Lorsqu’elle rentra chez elle, au milieu de la matinée, Claire trouva sur le seuil un Paneb inquiet.
— Je désirais parler à Néfer d’un problème de fournitures pour l’atelier de peinture, mais personne ne sait où il se trouve. On l’a vu sortir du temple, après le rituel du matin, mais où est-il allé ensuite ?
— Il devait se rendre chez les sculpteurs.
— J’y suis passé, ils n’ont pas reçu sa visite.
— Ne s’entretient-il pas avec Ched le Sauveur ?
— Non, j’en viens.
Claire et Paneb interrogèrent les voisins, sans résultat. Des enfants fournirent des témoignages contradictoires, la plupart croyant qu’il s’agissait d’un nouveau jeu qui demandait de montrer un maximum d’imagination.
Chaque villageois prit rapidement part au débat, et il fallut se rendre à l’évidence : le maître d’œuvre avait disparu.
Comme un vent de panique commençait à souffler, Claire se recueillit pour ne plus rien entendre. Son esprit s’emplit du visage de Néfer le Silencieux afin de le rendre aussi présent que s’il touchait le sien.
— Ne soyez pas inquiets, dit-elle d’une voix apaisante. Je sais où il est allé.
Beaucoup de palmiers-dattiers aimaient vivre la tête au soleil et les pieds dans l’eau. Formant des murs végétaux contre le vent, ils devenaient volontiers centenaires et, à l’automne, offraient avec générosité leurs fruits au goût de miel. Certains se regroupaient au milieu des oliveraies et des vignes, d’autres formaient des bosquets à l’écart des chemins, mais tous étaient des modèles de générosité, car chaque partie de l’arbre était utile. Ne fournissait-il pas du bois pour la construction et le mobilier, des fibres pour fabriquer des sandales et des paniers, alors que ses palmes recouvraient les ruelles afin d’y préserver la fraîcheur ?

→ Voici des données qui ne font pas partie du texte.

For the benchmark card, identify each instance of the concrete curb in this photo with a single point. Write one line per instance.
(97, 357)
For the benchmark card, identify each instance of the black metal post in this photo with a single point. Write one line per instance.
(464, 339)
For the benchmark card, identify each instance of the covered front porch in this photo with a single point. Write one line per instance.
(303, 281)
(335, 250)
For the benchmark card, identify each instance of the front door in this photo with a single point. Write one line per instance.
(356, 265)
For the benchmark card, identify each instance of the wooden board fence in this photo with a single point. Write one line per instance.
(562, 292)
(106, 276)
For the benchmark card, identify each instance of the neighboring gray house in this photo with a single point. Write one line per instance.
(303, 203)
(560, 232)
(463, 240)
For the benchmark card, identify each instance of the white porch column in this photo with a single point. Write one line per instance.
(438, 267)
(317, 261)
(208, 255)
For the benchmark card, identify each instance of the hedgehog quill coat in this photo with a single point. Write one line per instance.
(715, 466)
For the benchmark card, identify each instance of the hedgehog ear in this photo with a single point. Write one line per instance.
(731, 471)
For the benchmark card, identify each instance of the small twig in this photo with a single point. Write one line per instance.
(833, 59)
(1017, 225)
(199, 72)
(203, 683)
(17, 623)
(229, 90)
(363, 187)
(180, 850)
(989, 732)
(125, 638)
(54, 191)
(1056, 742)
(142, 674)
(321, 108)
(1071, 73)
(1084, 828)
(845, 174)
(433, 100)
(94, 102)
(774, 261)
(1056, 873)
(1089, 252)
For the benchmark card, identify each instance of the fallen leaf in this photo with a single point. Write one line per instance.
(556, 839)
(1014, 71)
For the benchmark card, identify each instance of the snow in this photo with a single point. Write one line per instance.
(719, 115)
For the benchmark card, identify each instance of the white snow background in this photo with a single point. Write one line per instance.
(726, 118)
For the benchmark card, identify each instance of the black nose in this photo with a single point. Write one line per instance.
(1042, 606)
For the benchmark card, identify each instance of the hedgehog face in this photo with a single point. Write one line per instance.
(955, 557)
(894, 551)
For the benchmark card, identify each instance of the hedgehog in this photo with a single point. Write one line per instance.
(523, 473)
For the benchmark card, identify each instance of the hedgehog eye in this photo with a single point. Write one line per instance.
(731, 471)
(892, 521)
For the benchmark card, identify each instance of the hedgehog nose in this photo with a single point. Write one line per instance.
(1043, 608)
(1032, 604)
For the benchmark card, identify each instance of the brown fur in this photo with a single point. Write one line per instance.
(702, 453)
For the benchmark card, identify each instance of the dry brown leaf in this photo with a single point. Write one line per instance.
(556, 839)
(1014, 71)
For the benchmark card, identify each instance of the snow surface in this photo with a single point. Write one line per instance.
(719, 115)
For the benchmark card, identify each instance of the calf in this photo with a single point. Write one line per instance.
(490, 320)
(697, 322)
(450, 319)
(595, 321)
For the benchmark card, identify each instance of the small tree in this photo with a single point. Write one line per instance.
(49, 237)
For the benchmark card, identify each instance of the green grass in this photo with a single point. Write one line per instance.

Mais c’était à l’ombre d’un très vieux palmier solitaire, à l’orée du désert, que Néfer avait choisi de méditer. C’était là, prétendait la légende, que Thot, le dieu de la connaissance, avait écrit des paroles de sagesse et que le pharaon Amenhotep Ier, le fondateur de la confrérie, était venu les recueillir. L’arbre ne puisait-il pas sa sève dans l’océan d’énergie qui baignait l’univers où, lors de « la première fois », la terre était apparue comme un îlot ?
Le maître d’œuvre était venu implorer l’aide du dieu pour apaiser le feu qui le dévorait. Si l’Ardent était capable de lutter avec les flammes, lui n’y parviendrait sans doute pas. Et ce brasier douloureux avait pris la forme d’une question aussi dévastatrice qu’un acide : était-il capable de mener la confrérie au succès ?
Accomplir le Grand Œuvre lui apparaissait à présent comme un objectif hors d’atteinte, et il n’avait pas le droit de mentir à ceux qui l’avaient choisi comme guide.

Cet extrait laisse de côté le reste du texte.